I have a test and need some desperate help on functions

[nando94]

I got a test and I am having trouble on functions. On the quiz we had this problem on composite functions.

given f(x) = 6/(3-x) and g(x) = 5/3x find the following

a. f of g

b. the domain of f of g

c. the range of f of g


My attempts

a. For a I got 6/3 - 5/3x = 18x/9x - 5 which was the right answer. No problems here. However I am stuck on b and c.

b.For b I got (-infinity, 0) (0, 5/9) (5/9, 3) (3,infinity). My teacher marked the 3's as wrong
and I don't know why. What I did was found the domain of f and g sperately and then excluded them from f of g. So I am kind of confused.

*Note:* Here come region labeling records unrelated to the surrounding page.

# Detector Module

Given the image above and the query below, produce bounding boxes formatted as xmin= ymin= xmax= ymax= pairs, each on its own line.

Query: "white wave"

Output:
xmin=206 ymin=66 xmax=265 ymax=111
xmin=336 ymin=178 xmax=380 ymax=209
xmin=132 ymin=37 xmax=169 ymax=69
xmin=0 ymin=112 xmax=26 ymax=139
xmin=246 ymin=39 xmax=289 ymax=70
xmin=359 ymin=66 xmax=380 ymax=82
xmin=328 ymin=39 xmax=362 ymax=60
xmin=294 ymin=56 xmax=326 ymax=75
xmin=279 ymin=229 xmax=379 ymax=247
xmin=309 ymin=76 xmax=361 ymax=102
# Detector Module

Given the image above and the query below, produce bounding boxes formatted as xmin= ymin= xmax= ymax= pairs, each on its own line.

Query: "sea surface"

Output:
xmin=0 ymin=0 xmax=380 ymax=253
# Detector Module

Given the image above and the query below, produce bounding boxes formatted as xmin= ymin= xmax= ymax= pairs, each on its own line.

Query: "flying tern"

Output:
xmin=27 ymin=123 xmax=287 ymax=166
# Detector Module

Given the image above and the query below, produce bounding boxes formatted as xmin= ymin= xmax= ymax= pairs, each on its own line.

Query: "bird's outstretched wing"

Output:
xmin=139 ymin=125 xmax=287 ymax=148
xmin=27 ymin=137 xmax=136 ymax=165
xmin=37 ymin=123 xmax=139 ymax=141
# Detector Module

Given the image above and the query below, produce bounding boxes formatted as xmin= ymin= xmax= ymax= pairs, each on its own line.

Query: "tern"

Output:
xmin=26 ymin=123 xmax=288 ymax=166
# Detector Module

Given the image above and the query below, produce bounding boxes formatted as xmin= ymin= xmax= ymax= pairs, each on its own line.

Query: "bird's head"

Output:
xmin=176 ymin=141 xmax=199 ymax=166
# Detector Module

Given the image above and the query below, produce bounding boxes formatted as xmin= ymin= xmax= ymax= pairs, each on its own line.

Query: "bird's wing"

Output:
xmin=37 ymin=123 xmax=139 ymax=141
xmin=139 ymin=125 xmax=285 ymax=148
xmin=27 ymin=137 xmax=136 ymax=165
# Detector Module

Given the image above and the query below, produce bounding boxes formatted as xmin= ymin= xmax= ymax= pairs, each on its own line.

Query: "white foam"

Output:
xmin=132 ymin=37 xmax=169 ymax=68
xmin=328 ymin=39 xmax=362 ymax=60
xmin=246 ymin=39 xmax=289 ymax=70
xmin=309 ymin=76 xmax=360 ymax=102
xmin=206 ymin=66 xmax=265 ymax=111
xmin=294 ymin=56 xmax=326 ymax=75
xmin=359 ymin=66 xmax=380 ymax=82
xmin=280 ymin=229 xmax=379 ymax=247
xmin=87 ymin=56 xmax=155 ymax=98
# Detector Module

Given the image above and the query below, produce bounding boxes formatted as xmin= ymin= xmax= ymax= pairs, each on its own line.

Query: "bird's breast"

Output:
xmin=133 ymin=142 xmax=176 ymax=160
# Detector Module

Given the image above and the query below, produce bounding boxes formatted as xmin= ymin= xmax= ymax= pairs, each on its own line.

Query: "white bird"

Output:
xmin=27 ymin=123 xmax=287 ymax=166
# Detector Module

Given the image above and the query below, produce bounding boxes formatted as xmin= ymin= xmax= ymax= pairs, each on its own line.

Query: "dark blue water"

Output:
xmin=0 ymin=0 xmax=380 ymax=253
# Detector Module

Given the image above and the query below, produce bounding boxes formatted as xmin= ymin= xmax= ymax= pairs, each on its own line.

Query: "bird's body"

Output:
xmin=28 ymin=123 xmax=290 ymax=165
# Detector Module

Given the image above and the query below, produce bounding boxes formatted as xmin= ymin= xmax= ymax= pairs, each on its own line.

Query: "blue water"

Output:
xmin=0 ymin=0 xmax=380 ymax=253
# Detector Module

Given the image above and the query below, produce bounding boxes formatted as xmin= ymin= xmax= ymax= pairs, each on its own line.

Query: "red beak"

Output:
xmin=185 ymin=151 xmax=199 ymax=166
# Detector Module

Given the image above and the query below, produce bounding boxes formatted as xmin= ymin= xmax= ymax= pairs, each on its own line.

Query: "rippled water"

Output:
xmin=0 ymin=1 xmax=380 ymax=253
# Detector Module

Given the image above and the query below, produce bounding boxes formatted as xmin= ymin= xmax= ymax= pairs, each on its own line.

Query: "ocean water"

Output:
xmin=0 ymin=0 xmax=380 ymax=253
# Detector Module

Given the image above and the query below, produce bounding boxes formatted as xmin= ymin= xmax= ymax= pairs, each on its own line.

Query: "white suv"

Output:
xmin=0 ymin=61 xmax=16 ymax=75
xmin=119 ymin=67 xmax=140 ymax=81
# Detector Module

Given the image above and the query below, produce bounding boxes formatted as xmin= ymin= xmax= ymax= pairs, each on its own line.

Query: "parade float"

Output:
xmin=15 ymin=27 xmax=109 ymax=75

c. Right answer was (-infinity,0) (0,2) (2,infinity) For the range I kind of forgot how to find the range! But I found the inverse of f of g and then used the domain of the inverse since that's the range which was (-infinity,2)(2,infinity). Then I realized that since these were rational functions it was the horizontal asymptote but I am not sure if that's the right reason.

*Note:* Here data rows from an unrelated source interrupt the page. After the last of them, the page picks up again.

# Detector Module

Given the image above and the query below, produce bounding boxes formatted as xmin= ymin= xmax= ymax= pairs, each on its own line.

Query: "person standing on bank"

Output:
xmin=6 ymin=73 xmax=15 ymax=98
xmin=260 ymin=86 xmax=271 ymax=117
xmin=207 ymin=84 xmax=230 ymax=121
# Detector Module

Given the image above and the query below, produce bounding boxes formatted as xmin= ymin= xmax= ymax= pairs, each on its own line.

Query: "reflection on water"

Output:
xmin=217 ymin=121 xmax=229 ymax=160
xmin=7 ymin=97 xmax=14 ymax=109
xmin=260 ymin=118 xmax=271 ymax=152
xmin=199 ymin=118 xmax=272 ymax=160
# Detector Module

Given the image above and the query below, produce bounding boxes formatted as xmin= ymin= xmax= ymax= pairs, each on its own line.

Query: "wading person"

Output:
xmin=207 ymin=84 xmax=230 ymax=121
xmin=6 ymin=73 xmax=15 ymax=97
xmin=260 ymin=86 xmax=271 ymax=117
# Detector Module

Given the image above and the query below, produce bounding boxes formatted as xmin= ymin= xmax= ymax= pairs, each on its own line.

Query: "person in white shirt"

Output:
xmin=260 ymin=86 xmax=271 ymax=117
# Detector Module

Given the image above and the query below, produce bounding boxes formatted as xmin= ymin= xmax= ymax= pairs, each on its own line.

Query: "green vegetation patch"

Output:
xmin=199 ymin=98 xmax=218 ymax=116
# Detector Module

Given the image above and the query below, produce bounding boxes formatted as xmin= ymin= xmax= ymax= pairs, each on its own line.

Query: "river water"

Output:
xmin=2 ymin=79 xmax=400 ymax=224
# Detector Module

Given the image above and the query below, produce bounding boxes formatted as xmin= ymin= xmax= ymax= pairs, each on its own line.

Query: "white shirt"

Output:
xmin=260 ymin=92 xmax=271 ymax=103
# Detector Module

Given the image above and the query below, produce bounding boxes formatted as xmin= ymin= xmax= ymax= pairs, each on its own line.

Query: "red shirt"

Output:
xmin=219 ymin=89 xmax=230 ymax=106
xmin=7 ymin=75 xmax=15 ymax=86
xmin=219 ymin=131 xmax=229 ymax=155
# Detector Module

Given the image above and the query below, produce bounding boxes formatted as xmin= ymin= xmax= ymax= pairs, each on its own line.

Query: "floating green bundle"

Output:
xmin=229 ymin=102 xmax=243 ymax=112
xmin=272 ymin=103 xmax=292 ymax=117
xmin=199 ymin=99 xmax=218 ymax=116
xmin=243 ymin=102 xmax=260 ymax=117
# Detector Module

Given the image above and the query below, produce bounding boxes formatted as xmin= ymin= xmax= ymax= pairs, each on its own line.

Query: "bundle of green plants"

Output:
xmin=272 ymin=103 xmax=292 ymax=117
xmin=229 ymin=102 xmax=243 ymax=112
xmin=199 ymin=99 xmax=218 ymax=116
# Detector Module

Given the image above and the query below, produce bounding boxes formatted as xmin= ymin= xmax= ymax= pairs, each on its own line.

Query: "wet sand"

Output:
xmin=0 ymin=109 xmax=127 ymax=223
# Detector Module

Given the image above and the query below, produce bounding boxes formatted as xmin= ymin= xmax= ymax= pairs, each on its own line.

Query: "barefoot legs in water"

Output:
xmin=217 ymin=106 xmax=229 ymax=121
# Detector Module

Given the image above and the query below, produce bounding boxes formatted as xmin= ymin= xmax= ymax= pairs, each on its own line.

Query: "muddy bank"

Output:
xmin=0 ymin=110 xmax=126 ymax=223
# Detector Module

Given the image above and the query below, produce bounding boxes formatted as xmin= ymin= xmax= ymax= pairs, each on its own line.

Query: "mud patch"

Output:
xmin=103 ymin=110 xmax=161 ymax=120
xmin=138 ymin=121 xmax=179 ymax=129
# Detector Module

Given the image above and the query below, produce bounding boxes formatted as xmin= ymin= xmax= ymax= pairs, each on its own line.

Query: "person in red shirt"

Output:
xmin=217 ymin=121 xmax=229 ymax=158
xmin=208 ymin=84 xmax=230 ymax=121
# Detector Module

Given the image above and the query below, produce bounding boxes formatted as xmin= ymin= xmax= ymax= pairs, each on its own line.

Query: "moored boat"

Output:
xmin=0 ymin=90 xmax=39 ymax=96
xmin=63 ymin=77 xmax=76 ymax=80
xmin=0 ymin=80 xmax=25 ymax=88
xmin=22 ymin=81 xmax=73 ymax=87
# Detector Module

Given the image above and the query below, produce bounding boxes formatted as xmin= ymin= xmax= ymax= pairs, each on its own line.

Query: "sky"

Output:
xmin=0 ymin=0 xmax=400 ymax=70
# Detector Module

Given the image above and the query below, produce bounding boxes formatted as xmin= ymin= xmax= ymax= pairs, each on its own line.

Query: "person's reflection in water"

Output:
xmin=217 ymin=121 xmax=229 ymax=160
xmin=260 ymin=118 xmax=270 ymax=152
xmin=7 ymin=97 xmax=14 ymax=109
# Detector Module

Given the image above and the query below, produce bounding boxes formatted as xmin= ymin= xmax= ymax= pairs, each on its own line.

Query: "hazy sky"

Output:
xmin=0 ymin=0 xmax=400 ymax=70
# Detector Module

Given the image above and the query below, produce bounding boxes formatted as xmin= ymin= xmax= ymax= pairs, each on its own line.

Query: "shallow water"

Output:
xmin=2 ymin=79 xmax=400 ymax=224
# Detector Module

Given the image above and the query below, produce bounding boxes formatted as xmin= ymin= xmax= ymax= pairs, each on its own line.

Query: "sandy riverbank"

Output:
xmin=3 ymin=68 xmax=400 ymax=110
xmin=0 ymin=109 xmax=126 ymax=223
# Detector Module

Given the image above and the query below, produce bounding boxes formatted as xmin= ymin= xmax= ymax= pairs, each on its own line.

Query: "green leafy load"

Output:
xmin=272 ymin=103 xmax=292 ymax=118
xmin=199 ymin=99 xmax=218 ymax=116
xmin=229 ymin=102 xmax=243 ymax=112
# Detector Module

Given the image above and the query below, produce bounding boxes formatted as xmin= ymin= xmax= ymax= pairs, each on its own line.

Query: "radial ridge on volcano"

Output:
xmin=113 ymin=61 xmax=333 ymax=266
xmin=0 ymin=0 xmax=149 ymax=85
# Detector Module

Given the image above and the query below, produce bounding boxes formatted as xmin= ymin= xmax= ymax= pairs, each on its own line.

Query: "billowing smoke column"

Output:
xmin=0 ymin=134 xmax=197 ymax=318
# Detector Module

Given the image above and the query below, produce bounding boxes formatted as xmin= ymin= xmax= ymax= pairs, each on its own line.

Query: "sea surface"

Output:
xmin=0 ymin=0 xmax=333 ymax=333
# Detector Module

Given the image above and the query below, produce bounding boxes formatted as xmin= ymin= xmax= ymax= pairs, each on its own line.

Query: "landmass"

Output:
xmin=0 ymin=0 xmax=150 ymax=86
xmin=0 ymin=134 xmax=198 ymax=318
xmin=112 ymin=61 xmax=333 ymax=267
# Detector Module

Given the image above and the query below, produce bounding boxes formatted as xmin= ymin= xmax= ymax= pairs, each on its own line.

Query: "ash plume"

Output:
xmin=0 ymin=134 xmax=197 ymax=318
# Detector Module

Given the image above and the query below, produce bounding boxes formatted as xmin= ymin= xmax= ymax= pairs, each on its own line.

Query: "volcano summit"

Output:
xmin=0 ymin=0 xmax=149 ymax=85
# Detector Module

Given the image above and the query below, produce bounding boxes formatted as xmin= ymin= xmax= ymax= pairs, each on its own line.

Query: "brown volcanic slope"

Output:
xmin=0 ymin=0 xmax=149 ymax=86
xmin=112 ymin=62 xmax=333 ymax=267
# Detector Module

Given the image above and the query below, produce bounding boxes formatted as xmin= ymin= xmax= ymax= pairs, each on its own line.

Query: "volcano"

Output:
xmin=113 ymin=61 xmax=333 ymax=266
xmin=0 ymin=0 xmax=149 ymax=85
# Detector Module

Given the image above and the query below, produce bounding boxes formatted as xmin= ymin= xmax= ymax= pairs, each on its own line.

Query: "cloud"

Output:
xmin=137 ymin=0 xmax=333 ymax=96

I really need help with this!

 

[eumyang]

a. For a I got 6/3 - 5/3x = 18x/9x - 5 which was the right answer. No problems here. However I am stuck on b and c.

Oh, really? What you wrote is
$\frac{6}{3} - \frac{5}{3x} = \frac{18x}{9x} - 5$
... and that's not the answer. (In other words, PLEASE use parentheses!)

b.For b I got (-infinity, 0) (0, 5/9) (5/9, 3) (3,infinity). My teacher marked the 3's as wrong
and I don't know why. What I did was found the domain of f and g sperately and then excluded them from f of g. So I am kind of confused.

The domain of g (the inner function) is (-∞, 0) U (0, ∞). The range is the same. The domain of f (the outer function), however, is (-∞, 3) U (3, ∞). The domain of f(g(x)) consists of all x-values in the domain of g that map to g(x)-values in the domain of f.

The problem here is that the range of g includes one value, 3, that cannot be in the domain of f. So you need the x-value so that g(x) = 3, and remove it from the domain of g. So solving
$\frac{5}{3x}=3$
gives you x = 5/9, and so the domain of f(g(x)) is
(-∞, 0) U (0, 5/9) U (5/9, ∞).

c. Right answer was (-infinity,0) (0,2) (2,infinity) For the range I kind of forgot how to find the range! But I found the inverse of f of g and then used the domain of the inverse since that's the range which was (-infinity,2)(2,infinity). Then I realized that since these were rational functions it was the horizontal asymptote but I am not sure if that's the right reason.

Now that we removed x = 5/9 from the domain of g, its range now becomes
(-∞, 0) U (0, 3) U (3, ∞). But since the domain of f was (-∞, 3) U (3, ∞) (which included 0), we have to now find what f(0) is and remove it from the range of f.
$f(0) = \frac{6}{3-0} = 2$
Since the range of f was (-∞, 0) U (0, ∞), the range of f(g(x)) now becomes
(-∞, 0) U (0, 2) U (2, ∞).

If you think this was all confusing, you'd be right. I've just taught this to my precalculus students and most of them had trouble understanding it all.

 

[nando94]

Thanks I see it now. You don't include the 3 because your finding f(g(x)). So you have to find g(3) instead. So if if you had to do g(f(x)) then you would find f(0) instead right?

 

[eumyang]

Thanks I see it now. You don't include the 3 because your finding f(g(x)). So you have to find g(3) instead.

Not quite. I said that you have to find x-values such that g(x) = 3. It's not the same thing as finding g(3).

So if if you had to do g(f(x)) then you would find f(0) instead right?

Again, not quite. Finding the domain of g(f(x)) is easier in this problem.
The range of f (now the inner function) is (-∞, 0) U (0, ∞).
The domain of g (now the outer function) is also (-∞, 0) U (0, ∞).
All values in the range of f are in the domain of g, so we don't have to "pull values out" of the domain of f.
So the domain of g(f(x)), in this case, is the same as the domain of f(x): (-∞, 3) U (3, ∞).
And since nothing was changed in the domain of g(f(x)), the range of g(f(x)) is the same as the range of g(x): (-∞, 0) U (0, ∞).